​Businesses turn to hybrid cloud for pragmatism

VCE believes that the adoption of a hybrid cloud strategy is practical for enterprises, as it gives them the choice of where to place their applications.
Written by Aimee Chanthadavong, Contributor

VCE foresees that the hybrid cloud market, an area in which the storage company continues to strengthen its position, will continue to experience long-term growth.

Matt Oostveen, VCE Asia-Pacific Japan chief technology officer, argued that the reason why a hybrid cloud strategy is for the long term is because it's a "pragmatic cloud" that offers enterprises the flexibility to choose where they want to place their applications.

"It's a way of combining two independent cloud technologies. We've got the on-premise cloud, some call it a highly optimised on-premise datacentre, and we've also got public cloud. If you talk to a customer, or specifically a CIO, they don't live in a world of childish absolutes, they don't want to be all public cloud or all private cloud, they realise pragmatism is the way, and that there are certain elements from each," he said.

"What they want to do is cherry pick the very best elements from each of those, and combine them in a way that best solves the problem they're solving inside their datacentre."

VCE managing director David Barker echoed a similar view, suggesting that a hybrid cloud somewhat represents a "nirvana" for enterprises. He said that having the choice of a public cloud at hand would mean enterprises can innovate with apps born in the cloud, test them, and develop them if they're successful, or fail quickly.

Oostveen added that hybrid cloud offers enterprises economic benefits, too.

"There are some strategies that look at the cost of continuing to run the application in the cloud and then factor that against what it costs to run it on their own premise.
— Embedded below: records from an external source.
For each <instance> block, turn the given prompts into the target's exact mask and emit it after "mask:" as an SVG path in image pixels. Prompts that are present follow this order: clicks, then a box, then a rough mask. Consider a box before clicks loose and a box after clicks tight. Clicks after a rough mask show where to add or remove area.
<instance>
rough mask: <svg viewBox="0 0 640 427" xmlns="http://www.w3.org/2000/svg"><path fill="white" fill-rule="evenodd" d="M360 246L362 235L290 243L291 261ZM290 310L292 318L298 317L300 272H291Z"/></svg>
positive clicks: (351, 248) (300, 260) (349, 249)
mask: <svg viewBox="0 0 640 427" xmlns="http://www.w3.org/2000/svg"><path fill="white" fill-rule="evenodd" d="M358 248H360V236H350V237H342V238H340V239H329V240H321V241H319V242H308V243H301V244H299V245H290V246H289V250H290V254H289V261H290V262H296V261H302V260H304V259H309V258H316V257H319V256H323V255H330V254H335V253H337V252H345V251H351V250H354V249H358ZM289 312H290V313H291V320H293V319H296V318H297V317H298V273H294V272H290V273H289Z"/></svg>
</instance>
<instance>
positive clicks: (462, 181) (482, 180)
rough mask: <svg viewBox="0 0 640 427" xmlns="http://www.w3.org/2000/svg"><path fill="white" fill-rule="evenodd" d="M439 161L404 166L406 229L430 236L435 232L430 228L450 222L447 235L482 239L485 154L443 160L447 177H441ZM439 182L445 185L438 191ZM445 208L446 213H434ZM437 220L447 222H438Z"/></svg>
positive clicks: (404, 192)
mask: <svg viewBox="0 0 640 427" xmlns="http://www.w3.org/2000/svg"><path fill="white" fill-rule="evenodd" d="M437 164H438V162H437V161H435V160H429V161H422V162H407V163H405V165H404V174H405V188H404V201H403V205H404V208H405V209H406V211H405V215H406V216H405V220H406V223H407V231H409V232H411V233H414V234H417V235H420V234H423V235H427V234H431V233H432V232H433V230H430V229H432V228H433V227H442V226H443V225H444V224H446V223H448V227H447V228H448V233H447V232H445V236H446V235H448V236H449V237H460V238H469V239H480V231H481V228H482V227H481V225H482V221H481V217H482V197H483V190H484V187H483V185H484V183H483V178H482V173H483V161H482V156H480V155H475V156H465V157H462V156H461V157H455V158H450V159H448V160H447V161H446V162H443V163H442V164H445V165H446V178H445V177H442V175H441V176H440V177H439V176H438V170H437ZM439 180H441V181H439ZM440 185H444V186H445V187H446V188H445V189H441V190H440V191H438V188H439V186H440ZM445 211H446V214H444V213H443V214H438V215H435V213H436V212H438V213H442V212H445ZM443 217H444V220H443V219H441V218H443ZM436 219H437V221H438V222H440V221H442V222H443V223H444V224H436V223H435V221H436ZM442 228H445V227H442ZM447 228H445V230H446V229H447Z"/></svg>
Quite often, we see the question after failing fast is, 'Is it an application that we want to continue using?', 'Does it have enough utilisation, for example a customer base?', and 'If so, what is the economic cost of running it in the public cloud, versus bringing it on-premise?'

"We are seeing some people starting to bring some applications back on-premise, but there are some things that work really well on public cloud," he said.

VCE continues to embrace being the on-ramp for enterprises to hybrid cloud, announcing the latest series of systems. It includes hybrid cloud integration to VMware NSX, vRealise, and EMC's ViPR software-defined storage.

According to Oostveen, VCE's enhancement of its vBlock system is about meeting customer expectations to scale hybrid cloud simply, practically, and quickly.

RedHat's 2015 ANZ cloud adoption index indicated that 82 percent of Australian and New Zealand organisations have deployed some form of cloud infrastructure. Hybrid cloud is the being used by a third of all Australian and New Zealand organisations, ranking as the second most popular cloud strategy. Private cloud is the most popular, deployed by 36.7 percent of businesses, while public cloud is used "exclusively" by 12 percent of respondents.

The research also showed that New Zealand respondents favour hybrid cloud deployment at 45 percent more than Australian organisations, which prefer private cloud infrastructure.

"Private and hybrid cloud are the two most popular types of cloud, which demonstrates the need for security and control that public clouds do not deliver to the same extent," the report said.

Lee Thompson, recently appointed senior vice president and general manager of Netsuite Asia-Pacific Japan, however, argued that there is no such thing as a hybrid, public, or private cloud.

"There is only one cloud," he said.

When asked why he chose to join Netsuite following stints with companies such as Oracle, Thompson said he wanted to join a company that was a true cloud vendor.

"I've seen lots of organisations present themselves as cloud vendors, but they're the old model of hosting. All the customer is doing is outsourcing their own IT infrastructure to a third party, and that's not cloud. You can dress it up anyway you like, but that's not cloud, and it's not scalable," he said.

Thompson drew on examples of "big, cumbersome old companies" that have been trying to make the transition to become a cloud provider in the market.

"I'm not trying to be disrespectful or anything, but I look at Microsoft and I look at their marketing strategy, they call it private cloud and public cloud [and] that was because they were flat footed, they had to come up with something. You pull the covers back, and it's the old model," he said.

Looking at its Australian operations, VCE saw a year-on-year growth of 111 percent during 2013-14, an increase from 18 percent year on year recorded during 2012-13.

A majority of the growth was driven by strong penetration in the financial services industry, healthcare, and managed services, as well as scoring recent contracts with departments in state and federal governments in Australia, Barker said.